My face grew thoughtful. During that time period, normally that would mean I was contemplating whether occasionally biting my cheek technically made me a cannibal. But today I was actually thinking about what Tress was saying.
For once it managed to sink in.
“I can talk,” I told her softly, “but I can’t say anything. I can tell you that you should always wear white to someone else’s wedding.”
“Which is talking but saying nothing. Nothing relevant, at least, about the curse.”
“Right! Now, this is important. You need to find someone who can talk and say things.”
“That describes a lot of people,” Tress said.
It was a struggle. The curse tied my tongue and brain in knots. I literally couldn’t say too much.
“Find…a person…who isn’t a…a person,” I said. “And can talk…when they…should not.”
Tress cocked her head. Ulaam stepped closer. “That was more coherent than anything he’s managed in months, Tress. I believe he’s saying something important.”
“It sounds like gibberish. I think he’s toying with me.”
“Hmmm. If that’s so, then it’s remarkably like he used to be. A person who isn’t a person? And who can talk when they should not…”
Tress frowned at me, pondering with that blessedly thoughtful mind of hers. Then it clicked. “A talking animal?” she guessed.
I flopped to the ground, letting out a relieved sigh. I was soon lost in thought, trying to decide if cobblers were also good at making desserts, or if that was merely a coincidence.
“Ah!” Ulaam said, clapping his hands—then cringing at the sound so close to one of his ears. “That must be it.
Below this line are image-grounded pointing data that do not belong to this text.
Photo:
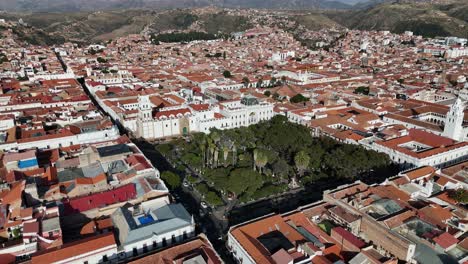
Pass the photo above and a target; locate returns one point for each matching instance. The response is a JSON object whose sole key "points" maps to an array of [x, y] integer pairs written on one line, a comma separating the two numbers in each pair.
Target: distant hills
{"points": [[93, 5], [426, 19], [429, 20]]}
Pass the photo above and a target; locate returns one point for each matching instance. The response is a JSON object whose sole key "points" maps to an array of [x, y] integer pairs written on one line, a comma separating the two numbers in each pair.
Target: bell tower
{"points": [[144, 108], [454, 121]]}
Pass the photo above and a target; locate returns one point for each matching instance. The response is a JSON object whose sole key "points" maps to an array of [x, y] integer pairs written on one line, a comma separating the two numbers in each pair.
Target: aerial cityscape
{"points": [[232, 131]]}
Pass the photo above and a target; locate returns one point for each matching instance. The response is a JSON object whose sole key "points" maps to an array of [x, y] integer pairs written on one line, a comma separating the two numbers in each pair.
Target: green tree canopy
{"points": [[227, 74], [301, 160], [172, 179], [298, 98]]}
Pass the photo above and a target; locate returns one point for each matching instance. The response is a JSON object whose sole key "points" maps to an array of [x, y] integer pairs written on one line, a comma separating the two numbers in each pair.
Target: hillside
{"points": [[423, 19], [85, 27]]}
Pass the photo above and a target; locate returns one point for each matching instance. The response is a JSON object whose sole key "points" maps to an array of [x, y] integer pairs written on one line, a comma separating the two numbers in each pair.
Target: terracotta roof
{"points": [[420, 172], [445, 240], [74, 249], [199, 246]]}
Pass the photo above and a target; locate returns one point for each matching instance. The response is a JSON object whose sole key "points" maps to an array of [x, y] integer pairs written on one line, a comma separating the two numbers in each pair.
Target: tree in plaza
{"points": [[172, 179], [301, 160], [280, 168], [243, 179], [260, 159], [225, 154], [298, 98], [211, 152], [203, 152]]}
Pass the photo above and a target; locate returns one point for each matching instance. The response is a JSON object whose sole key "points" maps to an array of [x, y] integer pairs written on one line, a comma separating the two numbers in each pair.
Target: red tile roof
{"points": [[98, 200], [446, 240], [68, 251], [348, 236]]}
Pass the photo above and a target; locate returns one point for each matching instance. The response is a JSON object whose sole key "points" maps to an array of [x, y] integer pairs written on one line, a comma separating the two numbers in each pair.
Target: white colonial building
{"points": [[183, 119]]}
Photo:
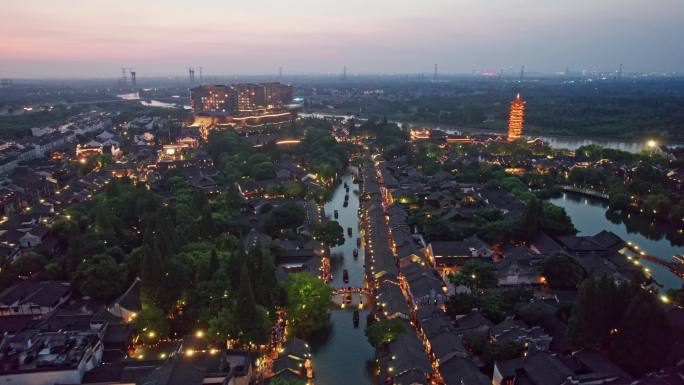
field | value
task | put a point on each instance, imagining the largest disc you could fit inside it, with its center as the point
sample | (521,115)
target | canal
(591,215)
(340,356)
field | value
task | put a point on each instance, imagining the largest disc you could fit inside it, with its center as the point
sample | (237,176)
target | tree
(29,263)
(266,287)
(563,271)
(329,232)
(529,222)
(288,216)
(100,277)
(252,320)
(213,264)
(642,342)
(151,273)
(598,311)
(308,303)
(294,189)
(222,326)
(152,323)
(206,226)
(285,381)
(475,274)
(383,332)
(536,313)
(262,171)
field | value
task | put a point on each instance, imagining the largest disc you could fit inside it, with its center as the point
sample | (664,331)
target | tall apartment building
(240,100)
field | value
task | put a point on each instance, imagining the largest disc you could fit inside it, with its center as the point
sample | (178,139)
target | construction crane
(132,72)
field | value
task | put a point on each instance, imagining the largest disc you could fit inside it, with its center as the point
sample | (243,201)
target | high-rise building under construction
(240,99)
(516,119)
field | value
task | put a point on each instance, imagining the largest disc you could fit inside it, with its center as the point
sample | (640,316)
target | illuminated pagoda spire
(516,119)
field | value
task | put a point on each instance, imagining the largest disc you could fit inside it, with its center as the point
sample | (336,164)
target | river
(556,142)
(340,357)
(591,215)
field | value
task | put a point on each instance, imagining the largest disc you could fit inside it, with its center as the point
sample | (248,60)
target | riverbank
(589,215)
(556,141)
(341,354)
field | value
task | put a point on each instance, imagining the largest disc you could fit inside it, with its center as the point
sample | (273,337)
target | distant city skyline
(82,38)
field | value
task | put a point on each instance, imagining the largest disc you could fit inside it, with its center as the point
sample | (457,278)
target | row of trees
(623,319)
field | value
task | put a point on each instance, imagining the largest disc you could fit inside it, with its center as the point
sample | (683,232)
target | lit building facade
(241,100)
(516,119)
(242,106)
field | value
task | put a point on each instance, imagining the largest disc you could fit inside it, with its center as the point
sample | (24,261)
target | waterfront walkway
(585,191)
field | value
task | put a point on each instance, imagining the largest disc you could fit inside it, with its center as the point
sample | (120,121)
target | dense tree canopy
(563,271)
(308,303)
(383,332)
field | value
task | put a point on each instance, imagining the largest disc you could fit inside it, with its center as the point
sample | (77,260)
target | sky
(95,38)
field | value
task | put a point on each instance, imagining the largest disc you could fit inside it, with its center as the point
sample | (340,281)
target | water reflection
(591,215)
(341,353)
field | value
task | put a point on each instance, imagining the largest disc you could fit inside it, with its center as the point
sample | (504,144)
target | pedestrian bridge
(351,297)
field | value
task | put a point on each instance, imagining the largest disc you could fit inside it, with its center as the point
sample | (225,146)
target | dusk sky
(92,38)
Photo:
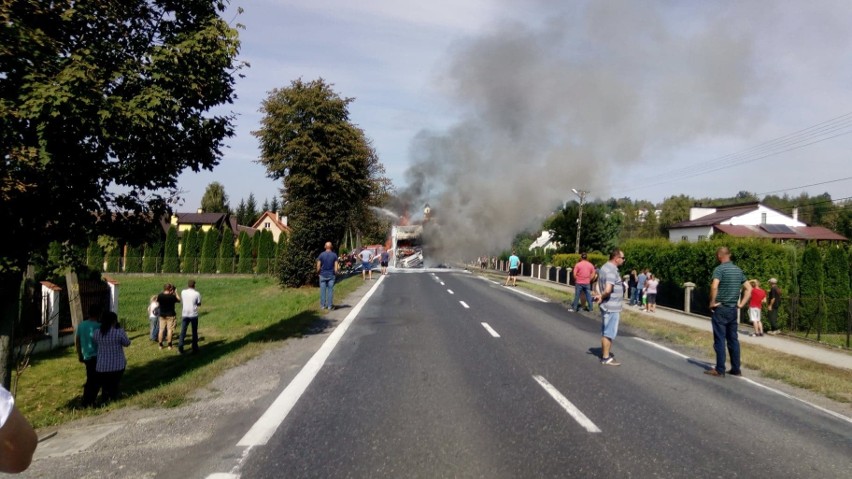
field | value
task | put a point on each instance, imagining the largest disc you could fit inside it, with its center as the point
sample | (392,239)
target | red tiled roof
(804,233)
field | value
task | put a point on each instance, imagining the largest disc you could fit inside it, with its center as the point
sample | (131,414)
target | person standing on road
(514,265)
(384,259)
(640,287)
(168,299)
(755,304)
(774,302)
(610,300)
(367,264)
(111,341)
(728,280)
(327,267)
(191,300)
(632,284)
(583,272)
(87,353)
(651,285)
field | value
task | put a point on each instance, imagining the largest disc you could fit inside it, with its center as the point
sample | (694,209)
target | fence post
(687,296)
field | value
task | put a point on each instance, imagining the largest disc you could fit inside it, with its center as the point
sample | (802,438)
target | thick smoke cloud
(562,101)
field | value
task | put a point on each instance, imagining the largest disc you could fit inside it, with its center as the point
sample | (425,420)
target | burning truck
(407,246)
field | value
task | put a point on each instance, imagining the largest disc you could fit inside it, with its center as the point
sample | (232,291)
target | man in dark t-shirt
(327,268)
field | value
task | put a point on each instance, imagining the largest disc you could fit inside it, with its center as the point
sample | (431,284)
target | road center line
(571,409)
(265,427)
(526,294)
(490,330)
(770,389)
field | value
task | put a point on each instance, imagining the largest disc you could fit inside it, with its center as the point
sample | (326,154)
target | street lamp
(582,195)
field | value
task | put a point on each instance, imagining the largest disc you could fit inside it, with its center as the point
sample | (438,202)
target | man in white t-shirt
(18,440)
(191,300)
(367,263)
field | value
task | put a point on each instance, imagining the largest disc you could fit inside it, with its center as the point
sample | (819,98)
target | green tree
(153,259)
(215,200)
(105,104)
(307,140)
(95,256)
(227,255)
(244,265)
(171,259)
(836,289)
(209,251)
(812,288)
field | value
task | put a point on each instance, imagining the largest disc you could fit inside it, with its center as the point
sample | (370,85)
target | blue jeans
(724,322)
(578,290)
(326,291)
(187,321)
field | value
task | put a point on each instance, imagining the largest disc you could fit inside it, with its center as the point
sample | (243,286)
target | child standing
(755,303)
(154,317)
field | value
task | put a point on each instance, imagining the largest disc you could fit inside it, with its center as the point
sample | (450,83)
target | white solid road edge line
(490,330)
(265,427)
(770,389)
(571,409)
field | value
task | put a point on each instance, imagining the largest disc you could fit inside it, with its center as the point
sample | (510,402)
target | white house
(544,242)
(747,220)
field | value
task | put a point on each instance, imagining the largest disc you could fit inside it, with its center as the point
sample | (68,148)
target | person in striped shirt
(728,280)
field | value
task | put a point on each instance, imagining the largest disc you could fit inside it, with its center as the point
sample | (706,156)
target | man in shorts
(366,263)
(514,265)
(384,258)
(610,299)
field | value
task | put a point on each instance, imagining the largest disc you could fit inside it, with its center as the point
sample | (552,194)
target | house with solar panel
(748,220)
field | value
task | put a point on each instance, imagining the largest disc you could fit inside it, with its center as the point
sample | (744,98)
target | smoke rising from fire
(563,100)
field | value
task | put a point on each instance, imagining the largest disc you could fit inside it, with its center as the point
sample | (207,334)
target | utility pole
(582,195)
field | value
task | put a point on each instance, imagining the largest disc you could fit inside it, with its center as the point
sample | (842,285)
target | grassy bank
(831,382)
(239,318)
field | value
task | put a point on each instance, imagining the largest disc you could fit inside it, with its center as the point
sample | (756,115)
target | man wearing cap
(774,302)
(583,272)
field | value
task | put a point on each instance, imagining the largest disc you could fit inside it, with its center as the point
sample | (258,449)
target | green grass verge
(828,381)
(240,317)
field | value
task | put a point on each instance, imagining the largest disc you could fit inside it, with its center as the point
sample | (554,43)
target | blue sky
(520,101)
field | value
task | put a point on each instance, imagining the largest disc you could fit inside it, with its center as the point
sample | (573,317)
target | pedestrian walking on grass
(610,300)
(327,267)
(87,353)
(111,340)
(583,273)
(773,303)
(168,300)
(191,300)
(755,304)
(727,282)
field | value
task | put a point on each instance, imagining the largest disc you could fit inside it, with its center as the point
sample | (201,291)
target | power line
(805,186)
(829,129)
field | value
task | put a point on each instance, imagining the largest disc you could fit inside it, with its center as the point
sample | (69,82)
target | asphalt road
(449,375)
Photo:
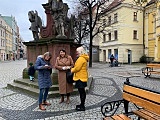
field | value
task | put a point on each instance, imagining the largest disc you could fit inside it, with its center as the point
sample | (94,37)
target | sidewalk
(106,86)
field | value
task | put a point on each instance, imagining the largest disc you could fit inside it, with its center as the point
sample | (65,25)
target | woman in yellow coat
(80,77)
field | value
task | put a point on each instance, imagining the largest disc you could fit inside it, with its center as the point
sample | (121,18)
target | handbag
(69,76)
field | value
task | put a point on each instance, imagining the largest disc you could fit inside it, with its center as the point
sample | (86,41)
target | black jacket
(31,70)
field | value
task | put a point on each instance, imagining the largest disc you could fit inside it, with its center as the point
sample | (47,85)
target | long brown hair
(63,50)
(47,54)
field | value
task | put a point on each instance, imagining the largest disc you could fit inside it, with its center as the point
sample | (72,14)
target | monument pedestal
(36,48)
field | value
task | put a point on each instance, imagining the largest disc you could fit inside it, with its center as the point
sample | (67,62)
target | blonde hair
(47,54)
(81,50)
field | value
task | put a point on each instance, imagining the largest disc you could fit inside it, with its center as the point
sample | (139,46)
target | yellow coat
(80,69)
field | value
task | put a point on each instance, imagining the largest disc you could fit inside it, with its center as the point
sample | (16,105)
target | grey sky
(20,8)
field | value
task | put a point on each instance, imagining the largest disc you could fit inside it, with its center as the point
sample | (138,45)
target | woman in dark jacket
(64,62)
(44,79)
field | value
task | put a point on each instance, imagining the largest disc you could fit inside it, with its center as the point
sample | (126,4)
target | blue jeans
(43,94)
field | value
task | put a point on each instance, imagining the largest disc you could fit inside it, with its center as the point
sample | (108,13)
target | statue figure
(36,23)
(59,13)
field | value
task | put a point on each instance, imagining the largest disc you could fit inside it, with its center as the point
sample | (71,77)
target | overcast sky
(19,9)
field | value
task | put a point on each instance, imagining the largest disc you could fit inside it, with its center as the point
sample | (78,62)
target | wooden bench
(146,102)
(151,69)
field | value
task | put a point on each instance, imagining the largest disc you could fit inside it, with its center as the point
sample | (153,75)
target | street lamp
(141,2)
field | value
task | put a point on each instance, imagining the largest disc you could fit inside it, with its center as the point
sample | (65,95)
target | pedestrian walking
(112,59)
(63,63)
(31,72)
(44,79)
(80,77)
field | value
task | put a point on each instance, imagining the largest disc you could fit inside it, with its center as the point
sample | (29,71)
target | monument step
(34,84)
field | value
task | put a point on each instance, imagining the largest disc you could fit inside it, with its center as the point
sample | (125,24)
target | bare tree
(93,9)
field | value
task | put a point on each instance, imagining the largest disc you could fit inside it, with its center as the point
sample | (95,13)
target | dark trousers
(43,94)
(68,94)
(82,93)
He’s telling you to locate a familiar.”
“A what?”
“Powerful users of Investiture—magic, if you prefer—are often associated with talking animals. I’ve noticed you have similar lore in your world. Is it not so?”
“I suppose,” Tress said, thinking back to nursery stories.
“I’ll admit,” Ulaam said, rolling up his sleeve again and getting out a scalpel, “that on some worlds, my own species is the cause of these rumors. I don’t think that is the case here, however, nor do I think they are the result of an Awakener’s arts. Likely, the Sorceress and others like her have found ways to Invest common animals to enhance their cognitive abilities.”
“Are you even speaking Klisian?” Tress asked.
“Technically yes, though I’m using Connection to translate my thoughts, which are in a language you’ve never heard of. Regardless, Hoid seems to think you’ll be able to find a familiar—a talking animal, if you will. Such an animal would very likely be connected to the Sorceress in some way. Familiars are usually small creatures, used in spying. Birds. The occasional feline…”
“Or a rat,” Tress said softly.
“Indeed.” Ulaam proceeded to cut the ear off his forearm.
Tress was out the door before he could offer it to her.